RÉPUBLIQUE FRANÇAISE

AU NOM DU PEUPLE FRANÇAIS

COUR D'APPEL DE PARIS

Pôle 6 - Chambre 8

ARRÊT DU 14 Mars 2013

(n° , pages)

Numéro d'inscription au répertoire général : S 11/05605 - CM

Décision déférée à la Cour : jugement rendu le 11 Mai 2011 par le conseil de prud'hommes de PARIS section encadrement RG n° F08/14724

APPELANT

Monsieur [X] [I]

[Adresse 1]

[Localité 2]

comparant en personne, assisté de Me Rachid BRIHI, avocat au barreau de PARIS, toque : K0137

INTIMEE

SAS HERTZ FRANCE

[Adresse 3]

[Adresse 3]

[Localité 1]

représentée par Me Jean NERET, avocat au barreau de [Localité 4], toque : T04 substitué par Me Olivier ANGOTTI, avocat au barreau de [Localité 4], toque : C1779

COMPOSITION DE LA COUR :

En application des dispositions de l'article 945-1 du code de procédure civile, l'affaire a été débattue le 05 Février 2013, en audience publique, les parties ne s'y étant pas opposées, devant Madame Catherine MÉTADIEU, Présidente, chargée d'instruire l'affaire.

Ce magistrat a rendu compte des plaidoiries dans le délibéré de la Cour, composée de :

Mme Catherine METADIEU, Présidente

Mme Marie-Elisabeth OPPELT-RÉVENEAU, Conseillère

Mme Marie-Antoinette COLAS, Conseillère

Greffier : Mme Anne-Marie CHEVTZOFF, lors des débats

ARRET :

- CONTRADICTOIRE

- prononcé publiquement par mise à disposition de l'arrêt au greffe de la Cour, les parties en ayant été préalablement avisées dans les conditions prévues au deuxième alinéa de l'article 450 du Code de procédure civile.

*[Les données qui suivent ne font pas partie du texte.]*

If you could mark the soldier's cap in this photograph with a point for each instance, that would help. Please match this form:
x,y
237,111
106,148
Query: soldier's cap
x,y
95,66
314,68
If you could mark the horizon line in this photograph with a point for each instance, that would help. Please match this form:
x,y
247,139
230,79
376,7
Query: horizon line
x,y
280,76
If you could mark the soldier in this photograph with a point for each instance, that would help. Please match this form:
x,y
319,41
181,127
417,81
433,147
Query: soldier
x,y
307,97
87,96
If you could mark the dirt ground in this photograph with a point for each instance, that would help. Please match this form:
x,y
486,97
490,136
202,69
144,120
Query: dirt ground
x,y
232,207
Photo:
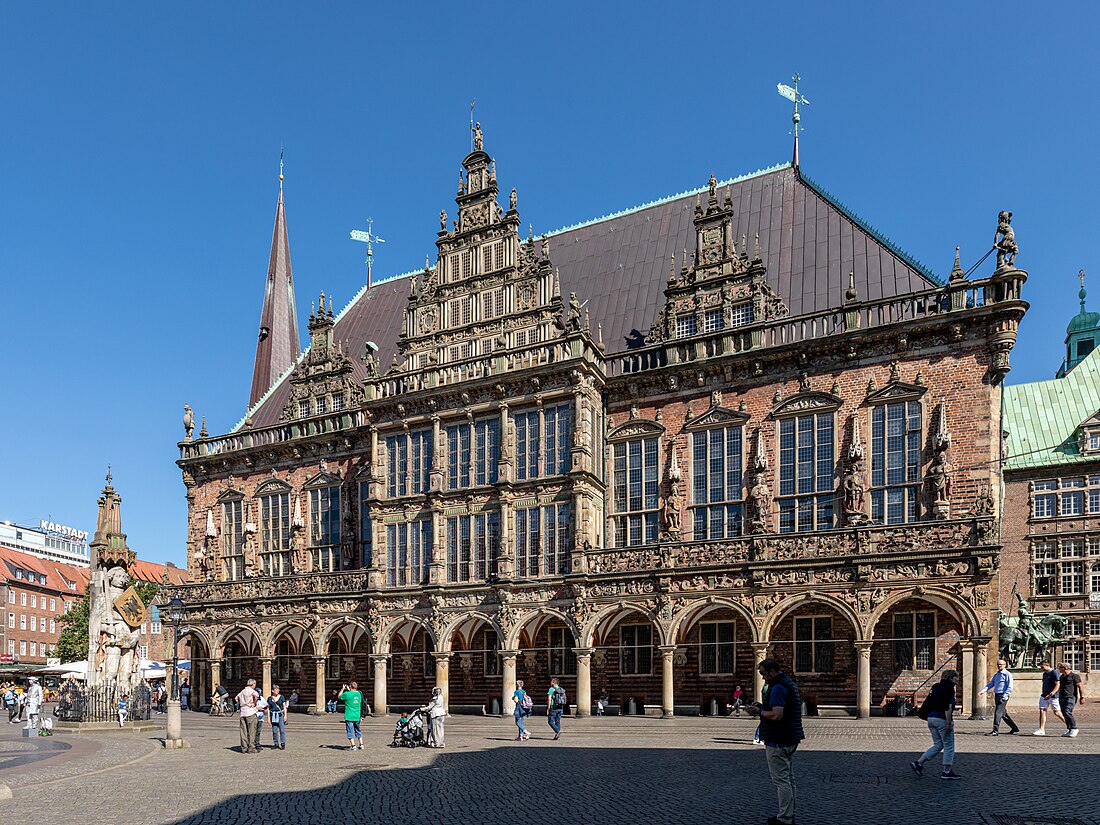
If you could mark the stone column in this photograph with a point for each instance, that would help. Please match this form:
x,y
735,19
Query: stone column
x,y
966,677
266,663
668,689
380,683
583,681
321,695
215,681
443,677
864,680
980,675
509,681
759,653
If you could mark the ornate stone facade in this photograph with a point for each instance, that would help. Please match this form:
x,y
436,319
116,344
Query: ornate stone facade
x,y
513,497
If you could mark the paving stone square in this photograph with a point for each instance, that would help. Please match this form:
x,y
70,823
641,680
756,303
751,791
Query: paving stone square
x,y
603,771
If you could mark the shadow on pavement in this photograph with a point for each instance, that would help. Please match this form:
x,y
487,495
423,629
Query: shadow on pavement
x,y
554,783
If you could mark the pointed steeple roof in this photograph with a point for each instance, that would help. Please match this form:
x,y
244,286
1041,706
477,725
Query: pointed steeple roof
x,y
278,345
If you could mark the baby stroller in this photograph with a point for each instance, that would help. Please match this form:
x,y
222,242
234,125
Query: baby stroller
x,y
410,730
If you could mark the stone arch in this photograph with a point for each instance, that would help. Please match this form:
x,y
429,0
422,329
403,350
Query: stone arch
x,y
512,641
607,618
329,630
787,605
386,637
945,600
699,607
231,631
468,622
273,635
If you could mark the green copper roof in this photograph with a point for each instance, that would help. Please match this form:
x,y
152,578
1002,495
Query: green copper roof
x,y
1042,418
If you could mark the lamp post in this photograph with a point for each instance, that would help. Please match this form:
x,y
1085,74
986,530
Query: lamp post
x,y
175,611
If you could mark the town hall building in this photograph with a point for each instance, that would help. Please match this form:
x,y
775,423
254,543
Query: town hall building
x,y
640,454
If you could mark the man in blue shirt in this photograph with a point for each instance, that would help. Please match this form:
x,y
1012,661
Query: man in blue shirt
x,y
781,730
1001,685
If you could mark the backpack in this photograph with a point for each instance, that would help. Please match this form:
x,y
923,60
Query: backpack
x,y
559,697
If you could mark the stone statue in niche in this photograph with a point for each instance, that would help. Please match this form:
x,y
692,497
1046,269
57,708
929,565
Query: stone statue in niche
x,y
1004,241
672,505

- signé par Mme Catherine METADIEU, présidente et par Mme Anne-Marie CHEVTZOFF, greffier, à laquelle la minute de la décision a été remise par le magistrat signataire.

EXPOSÉ DU LITIGE :

[X] [I] a été engagé à compter du 6 novembre 1989 en qualité d'agent d'opération par la S.A.S HERTZ FRANCE, selon un contrat de travail à durée indéterminée.

Il a été promu aux fonctions de directeur régional sur les secteurs de [Localité 4] Ville et [Localité 4] Sud à compter du 1er octobre 2003.

Les relations entre les parties sont régies par la convention collective nationale des professions de l'automobile.

En juin 2006, la S.A.S HERTZ FRANCE a autorisé, aux termes d'un contrat dit de correspondance, la société SNAP, installée dans la quartier Opéra à [Localité 4], à louer des véhicules sous son enseigne.

Courant 2008, ayant constaté de nombreux dysfonctionnements au sein de cette agence, elle a déposé une plainte, en octobre 2008, à la suite de laquelle le gérant de cette société a été condamné pour abus de confiance par un jugement en date du 13 janvier 2010 rendu par le tribunal de grande instance de Paris.

[X] [I] a été convoqué le 14 octobre 2008, pour le 22 octobre suivant à un entretien préalable à un éventuel licenciement et fait l'objet d'une mise à pied à titre conservatoire.

Il a reçu notification de son licenciement pour faute grave par lettre recommandée datée du 3 novembre 2008.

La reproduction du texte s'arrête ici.